The New York Times broke the story on April 1, reporting that O’Reilly had settled sexual harassment suits with five women to the tune of $13 million -- and that Fox network stood by him and helped with the payments.
"Since then," the Times reported on April 19, "more than 50 advertisers had abandoned his show, and women’s rights groups had called for him to be fired." An internal Fox investigation reportedly turned up "multiple" other women who had complaints they hadn't filed -- yet.
Among the very few who rose to O'Reilly's defense was Donald Trump, a long-time friend and unabashed fan of O'Reilly's. Similarly, Trump the candidate is very much in the O'Reilly political mold, says CNN.

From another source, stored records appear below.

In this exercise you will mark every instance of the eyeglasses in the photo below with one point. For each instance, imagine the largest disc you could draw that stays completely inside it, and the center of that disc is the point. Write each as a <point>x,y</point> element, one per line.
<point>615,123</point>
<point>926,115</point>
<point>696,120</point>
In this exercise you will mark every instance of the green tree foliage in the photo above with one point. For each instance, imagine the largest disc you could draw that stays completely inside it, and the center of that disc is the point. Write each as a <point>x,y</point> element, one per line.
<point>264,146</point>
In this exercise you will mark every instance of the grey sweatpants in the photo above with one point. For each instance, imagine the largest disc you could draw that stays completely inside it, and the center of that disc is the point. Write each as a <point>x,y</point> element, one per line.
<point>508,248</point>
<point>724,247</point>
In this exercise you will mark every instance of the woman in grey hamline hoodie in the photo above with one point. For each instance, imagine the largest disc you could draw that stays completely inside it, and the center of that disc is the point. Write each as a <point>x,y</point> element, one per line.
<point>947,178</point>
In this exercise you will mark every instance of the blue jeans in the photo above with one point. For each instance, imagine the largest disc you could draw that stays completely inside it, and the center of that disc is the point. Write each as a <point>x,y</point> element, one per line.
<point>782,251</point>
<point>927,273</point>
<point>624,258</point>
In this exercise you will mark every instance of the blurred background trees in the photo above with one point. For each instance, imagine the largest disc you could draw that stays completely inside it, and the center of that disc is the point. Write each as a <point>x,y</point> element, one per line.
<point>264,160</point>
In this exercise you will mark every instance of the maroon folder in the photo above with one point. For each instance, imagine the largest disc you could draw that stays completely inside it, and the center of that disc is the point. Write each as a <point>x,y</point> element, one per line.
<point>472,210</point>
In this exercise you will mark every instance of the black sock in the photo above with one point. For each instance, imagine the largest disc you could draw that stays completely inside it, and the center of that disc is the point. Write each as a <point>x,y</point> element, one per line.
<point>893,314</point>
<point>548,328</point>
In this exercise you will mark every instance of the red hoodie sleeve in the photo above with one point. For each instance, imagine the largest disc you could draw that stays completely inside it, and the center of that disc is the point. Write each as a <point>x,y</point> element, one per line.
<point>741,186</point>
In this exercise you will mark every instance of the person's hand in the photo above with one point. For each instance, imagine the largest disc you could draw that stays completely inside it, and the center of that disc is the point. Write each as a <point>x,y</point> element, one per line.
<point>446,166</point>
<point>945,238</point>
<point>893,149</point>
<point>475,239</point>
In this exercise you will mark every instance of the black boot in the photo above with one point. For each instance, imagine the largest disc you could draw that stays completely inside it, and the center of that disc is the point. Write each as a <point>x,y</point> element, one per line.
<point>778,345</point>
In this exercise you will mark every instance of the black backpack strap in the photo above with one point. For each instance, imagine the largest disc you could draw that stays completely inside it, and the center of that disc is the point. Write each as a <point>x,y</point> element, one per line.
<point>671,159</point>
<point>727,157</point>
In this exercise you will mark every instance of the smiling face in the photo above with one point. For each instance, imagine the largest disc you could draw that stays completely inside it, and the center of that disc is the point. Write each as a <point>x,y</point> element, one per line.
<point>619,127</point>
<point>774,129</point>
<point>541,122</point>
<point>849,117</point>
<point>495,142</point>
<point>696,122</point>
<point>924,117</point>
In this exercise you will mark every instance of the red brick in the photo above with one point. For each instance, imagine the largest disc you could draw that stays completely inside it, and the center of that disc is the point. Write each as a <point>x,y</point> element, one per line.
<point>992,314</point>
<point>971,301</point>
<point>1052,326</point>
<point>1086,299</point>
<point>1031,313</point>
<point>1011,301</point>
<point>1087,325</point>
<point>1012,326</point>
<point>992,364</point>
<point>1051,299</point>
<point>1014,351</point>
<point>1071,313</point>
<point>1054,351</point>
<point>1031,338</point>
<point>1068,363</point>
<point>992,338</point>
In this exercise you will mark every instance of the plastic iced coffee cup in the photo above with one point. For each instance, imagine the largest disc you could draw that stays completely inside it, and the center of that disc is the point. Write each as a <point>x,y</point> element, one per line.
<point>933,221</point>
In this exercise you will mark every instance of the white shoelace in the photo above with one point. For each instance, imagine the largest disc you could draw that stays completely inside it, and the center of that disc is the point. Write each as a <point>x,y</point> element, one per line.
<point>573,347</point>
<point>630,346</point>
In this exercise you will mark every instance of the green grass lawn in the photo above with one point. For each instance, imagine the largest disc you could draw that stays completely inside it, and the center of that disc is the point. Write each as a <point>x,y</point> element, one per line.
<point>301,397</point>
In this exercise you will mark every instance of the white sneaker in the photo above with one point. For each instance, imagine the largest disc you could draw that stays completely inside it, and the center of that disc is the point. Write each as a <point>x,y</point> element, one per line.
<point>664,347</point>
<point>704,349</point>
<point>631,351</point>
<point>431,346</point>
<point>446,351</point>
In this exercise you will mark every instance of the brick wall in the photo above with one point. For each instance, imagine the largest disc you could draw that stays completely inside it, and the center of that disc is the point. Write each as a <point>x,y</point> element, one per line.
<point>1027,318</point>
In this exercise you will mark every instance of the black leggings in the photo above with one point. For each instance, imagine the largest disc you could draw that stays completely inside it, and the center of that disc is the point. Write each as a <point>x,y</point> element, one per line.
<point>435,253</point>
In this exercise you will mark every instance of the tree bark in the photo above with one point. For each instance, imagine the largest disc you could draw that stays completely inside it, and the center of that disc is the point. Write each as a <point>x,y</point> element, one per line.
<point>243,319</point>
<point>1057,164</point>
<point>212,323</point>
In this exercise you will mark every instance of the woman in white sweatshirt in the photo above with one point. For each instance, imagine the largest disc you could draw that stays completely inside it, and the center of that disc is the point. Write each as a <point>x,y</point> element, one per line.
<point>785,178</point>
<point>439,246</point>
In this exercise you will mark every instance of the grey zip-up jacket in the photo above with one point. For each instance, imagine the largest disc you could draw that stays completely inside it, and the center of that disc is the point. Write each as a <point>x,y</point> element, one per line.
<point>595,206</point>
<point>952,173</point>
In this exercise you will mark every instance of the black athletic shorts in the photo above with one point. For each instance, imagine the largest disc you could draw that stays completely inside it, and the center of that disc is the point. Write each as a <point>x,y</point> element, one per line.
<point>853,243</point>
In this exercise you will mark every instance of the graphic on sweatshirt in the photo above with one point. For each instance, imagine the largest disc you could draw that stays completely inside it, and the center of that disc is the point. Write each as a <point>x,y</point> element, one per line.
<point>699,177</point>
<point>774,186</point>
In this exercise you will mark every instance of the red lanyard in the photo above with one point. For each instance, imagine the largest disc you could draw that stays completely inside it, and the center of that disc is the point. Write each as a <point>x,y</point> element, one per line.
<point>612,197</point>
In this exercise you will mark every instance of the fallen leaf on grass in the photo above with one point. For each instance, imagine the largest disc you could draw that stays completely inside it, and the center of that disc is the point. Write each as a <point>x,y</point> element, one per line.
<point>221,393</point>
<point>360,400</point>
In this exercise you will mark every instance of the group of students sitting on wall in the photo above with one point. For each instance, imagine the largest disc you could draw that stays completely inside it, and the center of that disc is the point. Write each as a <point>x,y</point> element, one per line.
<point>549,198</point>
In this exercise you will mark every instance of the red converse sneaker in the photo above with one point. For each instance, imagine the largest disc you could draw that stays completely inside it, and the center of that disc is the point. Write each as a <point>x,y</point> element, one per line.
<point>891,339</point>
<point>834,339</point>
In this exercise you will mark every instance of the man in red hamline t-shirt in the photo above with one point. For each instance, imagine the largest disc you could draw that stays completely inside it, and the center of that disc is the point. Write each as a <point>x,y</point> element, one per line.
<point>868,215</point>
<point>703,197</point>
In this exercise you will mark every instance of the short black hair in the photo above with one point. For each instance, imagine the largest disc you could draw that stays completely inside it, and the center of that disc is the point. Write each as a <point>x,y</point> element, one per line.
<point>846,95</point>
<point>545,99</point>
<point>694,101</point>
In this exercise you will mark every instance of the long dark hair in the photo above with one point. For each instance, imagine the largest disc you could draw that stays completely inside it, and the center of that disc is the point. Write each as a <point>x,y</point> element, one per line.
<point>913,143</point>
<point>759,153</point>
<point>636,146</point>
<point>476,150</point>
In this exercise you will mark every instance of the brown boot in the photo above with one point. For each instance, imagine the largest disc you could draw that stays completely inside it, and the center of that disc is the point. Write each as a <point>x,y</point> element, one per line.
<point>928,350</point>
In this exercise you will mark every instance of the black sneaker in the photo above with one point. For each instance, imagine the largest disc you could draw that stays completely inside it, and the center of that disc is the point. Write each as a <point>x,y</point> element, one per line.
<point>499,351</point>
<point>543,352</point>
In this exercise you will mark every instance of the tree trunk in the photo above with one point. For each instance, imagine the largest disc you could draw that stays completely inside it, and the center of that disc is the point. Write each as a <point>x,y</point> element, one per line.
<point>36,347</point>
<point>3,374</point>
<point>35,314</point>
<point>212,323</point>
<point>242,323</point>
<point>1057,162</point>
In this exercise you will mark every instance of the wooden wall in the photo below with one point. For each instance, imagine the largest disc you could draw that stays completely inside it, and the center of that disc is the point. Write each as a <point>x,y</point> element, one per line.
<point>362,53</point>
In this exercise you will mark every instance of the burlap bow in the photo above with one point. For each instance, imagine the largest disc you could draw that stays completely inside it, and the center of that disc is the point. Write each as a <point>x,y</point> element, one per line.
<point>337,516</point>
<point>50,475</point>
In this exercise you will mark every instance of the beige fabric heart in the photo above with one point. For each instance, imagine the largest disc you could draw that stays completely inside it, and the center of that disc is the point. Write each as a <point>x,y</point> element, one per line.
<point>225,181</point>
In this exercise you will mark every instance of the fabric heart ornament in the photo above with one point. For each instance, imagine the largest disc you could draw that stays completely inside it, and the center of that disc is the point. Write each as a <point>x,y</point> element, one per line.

"[As a candidate] Trump embodied many of the principles that O'Reilly had popularized over the years -- most notably a visceral rejection of political correctness and a willingness to blame most of the problems in the country on a biased and liberal media."
Trevor Noah said that Bill O’Reilly’s "angry white man" persona was the basis for Donald Trump's presidential campaign. Radio host Alex Jones is another "angry white man," widely known as "America’s greatest conspiracy theorist."
During last fall's election, Spin Magazine called Jones "a bona fide force in mainstream American politics." From his Austin, Texas home, his show beams to 160 stations across the U.S., while his websites attract an estimated 7.5 million views.
Alex Jones is a leading "Truther," which makes 45's continued fandom rather astonishing. While not a top-tier player like Steve Bannon, Jones has been highly influential to number 45's tweets and public comments, where he echoed many of Jones' completely unsubstantiated theories.
"It would be unthinkable for any other major-party presidential candidate to willingly appear on a show with a man who believes that the U.S. government was involved in conducting the 2001 World Trade Center attacks, as Jones does, or to intimate that he would not accept the results of the election, an impulse that Jones encourages," wrote Andy Cush in early 2016.
Another shocker -- this last Tuesday, April 18, Kelly Jones, Jones's estranged wife, sued for divorce and sole custody of their three children, citing some of Alex Jones's on-air rants as proof that he is mentally unstable and not a suitable parent.
"He says he wants to break Alec Baldwin’s neck. He wants J-Lo to get raped," she testified. As a self-employed person, he broadcasts his show from their home, with the children present.
In response, Alex Jones's lawyer stated that Jones was playing a role when he was on-air. He was a performance artist. He didn't really mean his threats against others, or his encouraging others to take violent action against his imaginary demons. Gag me with a spoon.
Meanwhile, a dozen big-name hosts have left Fox News for other venues. Bill O'Reilly is facing challenges in replacing his reputed $18 million annual salary. Alex Jones will probably need the performance of his life to carry on his radio and online career, not to mention his personal life.
What all these personalities have in common, number 45 included, is that they eschewed the politically correct and openly portrayed white male rage about losing privilege. They, and the U.S. public, are learning that the privileged white male position is inherently toxic, to themselves and others.